We just want to have fun, let loose, and enjoy our lives. Young (and not-so-young) people beat this drum regularly. What can be so wrong with that? Yet, this attitude reveals a life lived after the flesh for self-pleasure. As we conclude the works of the flesh, we discover two that address today’s party culture.
First, those who live in drunkenness walk after the flesh. Revealing no self-control and ceding control to alcohol, they reveal a short-sighted, self-centered life. Some do so intentionally. They spend the weekend drinking and seeking the stupor of drunkenness. Back in my younger days, I had the opportunity to play for an outstanding semi-professional soccer team. We spent several weekends during the summer in various cities at tournaments. Usually, my team would breeze through the initial rounds and the playoffs. But inevitably, several guys would party the night before the final and arrive at the game hung over. Because they could not function properly, we would lose the game we should have won handily. After this happened a few times, those of us on the team who didn’t drink became frustrated. We asked the guys why they would consistently do this. Their only response was that this was enjoyable. They had bought the lie the world peddles that remembering nothing is better than real life.
Others do so unintentionally. They fail to recognize the line between moderation and drunkenness. As a result, one drink turns into several. Before they realize it, they have ceded control to alcohol. Sadly, often, when these individuals are confronted about their drunkenness, they will deny that they have a problem. Alcohol is a sneaky mistress. She hides the point of drunkenness and leads the unwitting into her web.
Paul encourages us in 1 Corinthians 6:12 to fight anything that dominates (or controls) us. While something may technically be allowable, its tendency to control individuals makes it terribly unwise. The Christian cannot walk in the Spirit while being controlled by anything other than the Spirit. This is why, as a pastor, I always recommend abstinence from alcohol. You may think you can control it. However, I have not seen a case where, at some point, this terrible mistress did not take control. Why start down a road you know you cannot complete? Instead, take a different road and avoid this danger. Hank wondered why he was not producing the fruit of the Spirit. When he came for counseling, he was shocked when I addressed his nightly alcohol consumption. After all, it was just a beer with dinner. Yet, often, it then turned into another after dinner (and more after that), resulting in alcohol control, not Spirit control. You cannot produce the fruit of the Spirit when the Spirit does not control you.
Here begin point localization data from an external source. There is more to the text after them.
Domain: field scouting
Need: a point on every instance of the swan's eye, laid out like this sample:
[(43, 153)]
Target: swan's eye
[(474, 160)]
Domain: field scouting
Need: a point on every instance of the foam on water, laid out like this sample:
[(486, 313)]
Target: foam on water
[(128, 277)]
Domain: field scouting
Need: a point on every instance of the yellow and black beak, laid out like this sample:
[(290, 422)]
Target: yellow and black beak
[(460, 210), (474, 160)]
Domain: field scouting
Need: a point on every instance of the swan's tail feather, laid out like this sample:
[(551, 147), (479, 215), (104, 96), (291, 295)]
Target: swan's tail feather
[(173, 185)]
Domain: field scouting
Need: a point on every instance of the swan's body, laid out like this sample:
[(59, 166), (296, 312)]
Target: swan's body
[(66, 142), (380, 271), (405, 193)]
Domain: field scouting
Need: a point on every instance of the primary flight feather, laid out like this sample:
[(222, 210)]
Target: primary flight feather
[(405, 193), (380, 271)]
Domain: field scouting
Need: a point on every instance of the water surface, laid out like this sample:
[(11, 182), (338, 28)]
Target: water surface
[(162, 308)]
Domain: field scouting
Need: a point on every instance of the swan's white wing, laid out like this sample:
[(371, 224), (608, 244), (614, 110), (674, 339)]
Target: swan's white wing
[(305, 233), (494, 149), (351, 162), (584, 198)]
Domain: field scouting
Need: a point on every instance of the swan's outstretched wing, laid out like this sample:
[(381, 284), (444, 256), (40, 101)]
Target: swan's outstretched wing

The final work of the flesh follows right along. Some translations use the word orgies. However, this is too narrow. The word is also used in Romans 13:13. From that context (and the broader contexts in which the word is used in Greek literature), it referred to the drunken parties that would happen at night as people celebrated victories in life and thanked their gods. We call them raves, bar hopping, or even simply parties today. These lifestyles reveal that the Spirit is not at work in our lives.
In the final statement, Paul gives the umbrella statement, “Things like these.” With this statement, he summarizes that anything that controls us reveals that we are not walking in the Spirit. We are not walking in the Spirit when we make life about us. Walking in the Spirit requires an eternal mindset that these things undercut. It follows that those whose lives are marked by these actions will not inherit the Kingdom of God.
There is no category of Christian who regularly and unrepentantly surrenders to sin. That person is an unbeliever. They may have prayed a prayer at some point, but they have not surrendered to Christ’s Lordship. They have not repented of their sin. And they are deceived into thinking that they are a Christian. For this reason, when we find ourselves battling drunkenness, gossiping unrelentingly, displaying hearts of bitterness, creating divisions, resisting authority, or living in immorality, we must check our salvation. These things reveal that we walk in the flesh.